Turismo de incentivo está aquecido

Colocar um ponto final numa profissão depois de anos de estudos e dedicação não parece ser uma tarefa fácil. Sem contar o medo que dá de recomeçar e depois não se recolocar no mercado... Mas há pessoas que resolveram arriscar e fazer de alguns hobbies profissões para lá de rentáveis. Quem gosta de viajar, entende de turismo, de geografia e história, por exemplo, pode se dar bem como guia de turismo de incentivo, um nicho que tende a crescer muito dentro e fora do Brasil.
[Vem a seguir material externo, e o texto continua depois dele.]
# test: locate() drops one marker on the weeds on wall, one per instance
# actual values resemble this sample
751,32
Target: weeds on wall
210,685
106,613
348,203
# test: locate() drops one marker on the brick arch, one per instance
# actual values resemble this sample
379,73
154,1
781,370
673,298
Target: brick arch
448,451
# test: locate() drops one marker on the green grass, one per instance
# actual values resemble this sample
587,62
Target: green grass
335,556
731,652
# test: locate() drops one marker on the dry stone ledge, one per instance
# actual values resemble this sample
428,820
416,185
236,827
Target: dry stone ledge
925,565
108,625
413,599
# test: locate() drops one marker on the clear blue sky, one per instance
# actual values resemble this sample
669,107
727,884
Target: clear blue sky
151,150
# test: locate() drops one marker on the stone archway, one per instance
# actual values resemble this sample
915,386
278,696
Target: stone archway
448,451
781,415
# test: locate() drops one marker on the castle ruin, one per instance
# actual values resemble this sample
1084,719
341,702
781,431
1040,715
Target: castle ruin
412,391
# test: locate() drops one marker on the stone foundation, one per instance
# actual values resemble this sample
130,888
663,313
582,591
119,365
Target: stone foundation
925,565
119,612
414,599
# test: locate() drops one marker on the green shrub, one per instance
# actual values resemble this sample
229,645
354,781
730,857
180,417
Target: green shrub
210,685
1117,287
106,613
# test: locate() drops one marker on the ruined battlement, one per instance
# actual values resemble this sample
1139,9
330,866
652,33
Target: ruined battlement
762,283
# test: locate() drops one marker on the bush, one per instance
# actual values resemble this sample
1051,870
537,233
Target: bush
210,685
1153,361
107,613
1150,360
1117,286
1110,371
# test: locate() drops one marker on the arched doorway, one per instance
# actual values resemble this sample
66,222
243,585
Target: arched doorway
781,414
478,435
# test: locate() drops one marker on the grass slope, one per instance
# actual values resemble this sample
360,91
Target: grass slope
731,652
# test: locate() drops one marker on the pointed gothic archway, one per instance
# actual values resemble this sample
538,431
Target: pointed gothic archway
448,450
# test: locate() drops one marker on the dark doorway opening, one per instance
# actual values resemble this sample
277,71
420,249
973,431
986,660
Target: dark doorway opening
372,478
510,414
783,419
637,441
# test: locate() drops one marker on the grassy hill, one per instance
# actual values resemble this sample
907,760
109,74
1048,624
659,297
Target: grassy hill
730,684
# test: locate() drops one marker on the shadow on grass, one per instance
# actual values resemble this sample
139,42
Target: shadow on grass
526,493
Para quem não sabe, turismo de incentivo corresponde àquelas viagens que as empresas oferecem aos funcionários ou parceiros após terem alcançado determinada meta de vendas ou finalizado um projeto de sucesso. E por serem conquistados com muito suor, esses prêmios costumam ter roteiros bem diferenciados. "A viagem de incentivo pretende recompensar o contemplado de forma inesquecível. Ela tem que ser algo que não pode ser comprado", explica Edgar Werblowsky, diretor da Freeway.

Quem paga a viagem é a marca, ou seja, a empresa, e não o convidado. E ela é sempre mais cara que uma viagem a lazer. "Por incluírem um grande número de detalhes, surpresas, cuidados, time especializado, shows, produções, entre outros diferenciais, estes passeios podem durar de um final de semana a um mês e custar de R$ 1.000,00 a R$ 20.000", revela Edgar. As viagens são feitas em grupo compostos de 20 a 1000 pessoas.
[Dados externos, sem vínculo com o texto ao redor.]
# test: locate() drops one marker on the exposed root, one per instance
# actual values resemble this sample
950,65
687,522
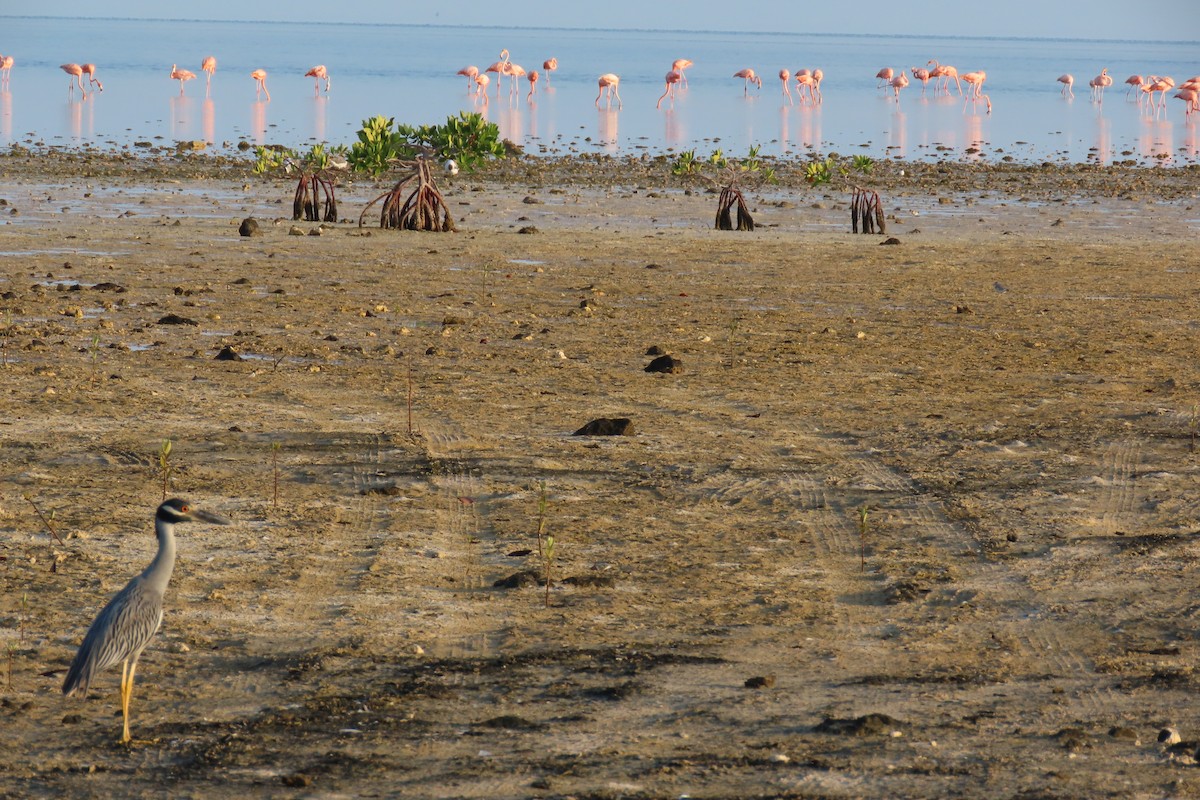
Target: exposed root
307,199
867,208
731,194
423,209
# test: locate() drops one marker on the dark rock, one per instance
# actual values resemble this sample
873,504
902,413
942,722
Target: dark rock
870,725
175,319
521,579
760,681
603,426
667,364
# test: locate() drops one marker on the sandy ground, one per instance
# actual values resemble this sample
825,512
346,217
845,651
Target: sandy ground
1008,395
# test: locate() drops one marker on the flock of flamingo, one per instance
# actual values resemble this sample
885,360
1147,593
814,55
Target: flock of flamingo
808,82
1145,86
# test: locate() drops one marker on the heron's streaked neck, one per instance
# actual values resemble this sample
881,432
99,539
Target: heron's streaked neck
157,575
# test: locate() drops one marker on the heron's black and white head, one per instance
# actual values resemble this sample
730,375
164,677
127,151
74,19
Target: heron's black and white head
175,511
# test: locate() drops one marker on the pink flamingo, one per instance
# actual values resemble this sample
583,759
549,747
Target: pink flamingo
76,72
318,73
945,72
804,79
672,78
975,82
90,71
208,66
471,72
259,77
785,76
681,65
1192,97
501,68
1099,83
515,72
750,77
181,76
922,74
481,82
609,84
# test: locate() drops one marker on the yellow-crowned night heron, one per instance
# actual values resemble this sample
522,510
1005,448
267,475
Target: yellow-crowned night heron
131,619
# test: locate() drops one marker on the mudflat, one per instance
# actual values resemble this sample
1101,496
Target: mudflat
909,519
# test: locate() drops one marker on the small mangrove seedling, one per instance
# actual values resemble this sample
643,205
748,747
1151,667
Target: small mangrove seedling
545,540
1193,422
863,525
275,471
46,521
165,467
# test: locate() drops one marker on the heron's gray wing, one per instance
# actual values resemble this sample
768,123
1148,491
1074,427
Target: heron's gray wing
120,631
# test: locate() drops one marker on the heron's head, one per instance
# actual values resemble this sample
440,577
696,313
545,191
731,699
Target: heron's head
175,511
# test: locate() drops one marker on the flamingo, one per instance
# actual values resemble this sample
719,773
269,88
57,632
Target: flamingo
499,67
209,65
318,73
804,80
922,74
1192,97
975,80
180,76
1162,85
750,77
609,83
76,72
259,77
679,65
672,78
945,72
515,72
785,76
90,71
1099,83
469,71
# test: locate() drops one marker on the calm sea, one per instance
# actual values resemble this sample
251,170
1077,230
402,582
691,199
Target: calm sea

Ele afirma ainda que a viagem de incentivo, por suas características especiais, importância e responsabilidade perante a marca patrocinadora e pela capacitação especial que tem que ter seus coordenadores, pode ser considerada o top do turismo. Por isso, o segmento escolhe seus profissionais a dedo. "Este tipo de trabalho não é exercido pelo agente de viagens corporativas ou de lazer. Devido à especialidade do setor foram criadas as operadoras de viagens de incentivo", conta.

As últimas estatísticas do segmento datam de 2006, época em que o turismo de incentivo movimentava mais de US$ 1 bilhão no Brasil, segudo a Associação Brasileira das Agências de Viagens (ABAV). Essa prática se desenvolveu na década de 90 e desde 2000 cresce de 30% a 40% ao ano.